No entanto, o órgão afirma que não houve grandes prejuízos. Segundo a assessoria do Detran, foram realizados somente pela manhã 1.496 atendimentos, só na sede 186 pessoas foram atendidas até o momento, sendo que oito ficaram em espera. Faltando contabilizar o atendimento do período da tarde. O total de ontem (07) foi de 2.820.
Os servidores protestam contra cortes nos salários, suspensão das férias de alguns funcionários, segundo eles, de modo arbitrário e ilegal, morosidade na elaboração do Plano de Carreiras, Cargos e Vencimentos, falta de reajuste no auxílio alimentação há dois anos, atraso na correção inflacionária de salários há quatro anos, carência de servidores para o atendimento das demandas da população e sucateamento das unidades de atendimento.

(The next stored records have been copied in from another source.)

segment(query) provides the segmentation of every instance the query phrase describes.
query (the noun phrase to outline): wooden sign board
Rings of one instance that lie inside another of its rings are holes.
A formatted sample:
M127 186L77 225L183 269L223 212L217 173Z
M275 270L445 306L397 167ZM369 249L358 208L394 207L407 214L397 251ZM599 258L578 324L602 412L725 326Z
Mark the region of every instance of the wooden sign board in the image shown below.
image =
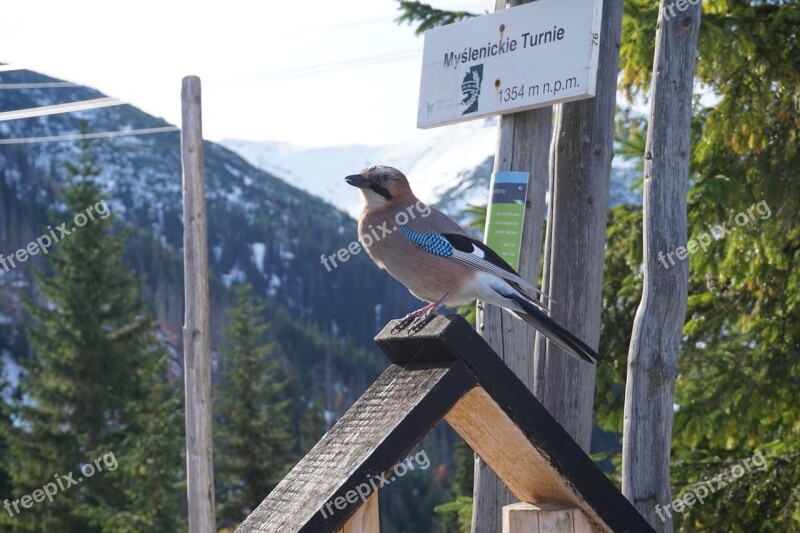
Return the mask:
M594 96L603 0L538 0L425 33L417 126Z

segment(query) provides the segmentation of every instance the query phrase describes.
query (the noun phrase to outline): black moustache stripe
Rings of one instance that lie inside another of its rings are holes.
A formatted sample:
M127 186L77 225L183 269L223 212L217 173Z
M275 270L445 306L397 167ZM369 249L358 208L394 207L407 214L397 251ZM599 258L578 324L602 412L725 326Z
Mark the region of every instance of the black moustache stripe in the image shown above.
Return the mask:
M392 199L392 193L390 193L389 189L387 189L386 187L381 187L377 183L373 183L372 185L369 186L369 188L372 189L373 191L375 191L376 193L380 194L381 196L383 196L387 200L391 200Z

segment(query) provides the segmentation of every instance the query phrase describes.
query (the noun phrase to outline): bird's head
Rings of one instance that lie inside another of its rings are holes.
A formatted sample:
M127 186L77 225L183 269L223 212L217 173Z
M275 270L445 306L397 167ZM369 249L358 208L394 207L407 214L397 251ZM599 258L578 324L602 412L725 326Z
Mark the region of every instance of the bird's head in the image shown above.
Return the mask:
M379 207L396 200L414 199L408 179L396 168L372 166L358 174L347 176L344 180L361 190L367 208Z

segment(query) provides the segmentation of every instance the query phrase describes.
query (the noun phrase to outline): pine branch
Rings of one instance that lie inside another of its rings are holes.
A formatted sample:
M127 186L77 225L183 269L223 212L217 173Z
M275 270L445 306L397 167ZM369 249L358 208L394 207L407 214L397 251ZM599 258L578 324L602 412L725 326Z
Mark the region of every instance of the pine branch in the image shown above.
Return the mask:
M432 28L446 26L459 20L478 16L469 11L437 9L430 4L423 4L419 0L399 0L399 4L400 7L398 9L401 15L395 19L395 22L398 24L405 22L409 25L418 22L419 26L414 30L416 35L425 33Z

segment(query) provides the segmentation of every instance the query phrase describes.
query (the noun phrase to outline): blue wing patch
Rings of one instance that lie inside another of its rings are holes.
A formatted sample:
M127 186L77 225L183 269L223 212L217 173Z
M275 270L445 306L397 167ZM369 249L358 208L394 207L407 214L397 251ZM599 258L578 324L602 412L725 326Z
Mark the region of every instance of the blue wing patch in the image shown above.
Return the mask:
M439 257L453 256L453 245L440 233L432 231L417 233L410 230L408 226L400 226L400 233L429 254L438 255Z

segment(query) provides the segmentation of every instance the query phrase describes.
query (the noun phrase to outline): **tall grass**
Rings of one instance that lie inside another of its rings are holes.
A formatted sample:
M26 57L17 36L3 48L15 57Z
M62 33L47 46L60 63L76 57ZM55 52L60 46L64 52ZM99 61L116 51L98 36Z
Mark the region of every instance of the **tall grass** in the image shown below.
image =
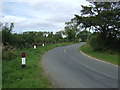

Em nota, o Detran esclarece que em relação à questão salarial todas as medidas possíveis de serem adotadas pela Diretoria estão sendo levadas a efeito. Na manhã de hoje uma reunião foi realizada na Procuradoria Geral do Estado (PGE) com a participação da Procuradoria da Autarquia para tratar do assunto. O órgão reforça ainda que as demais questões de cunho administrativo, tratadas com o Conselho Deliberativo da Autarquia, a exemplo do concurso público, foram encaminhadas ao governador Jackson Barreto.
“Todas as ações estão em sintonia com o previsto nas Leis Estaduais 2.148/1977, 5.785/2002 e 7.146/2011, inclusive com a obediência aos princípios constitucionais da ampla defesa, do contraditório e do devido processo legal, cumprindo o que rege a Legislação que regulamenta a matéria e a Constituição Federal. Dessa forma, entendemos que não há razões para o movimento paredista, o qual, como todas as matérias que chegam ao nosso conhecimento, será tratado em conformidade com a Lei”, completa na nota.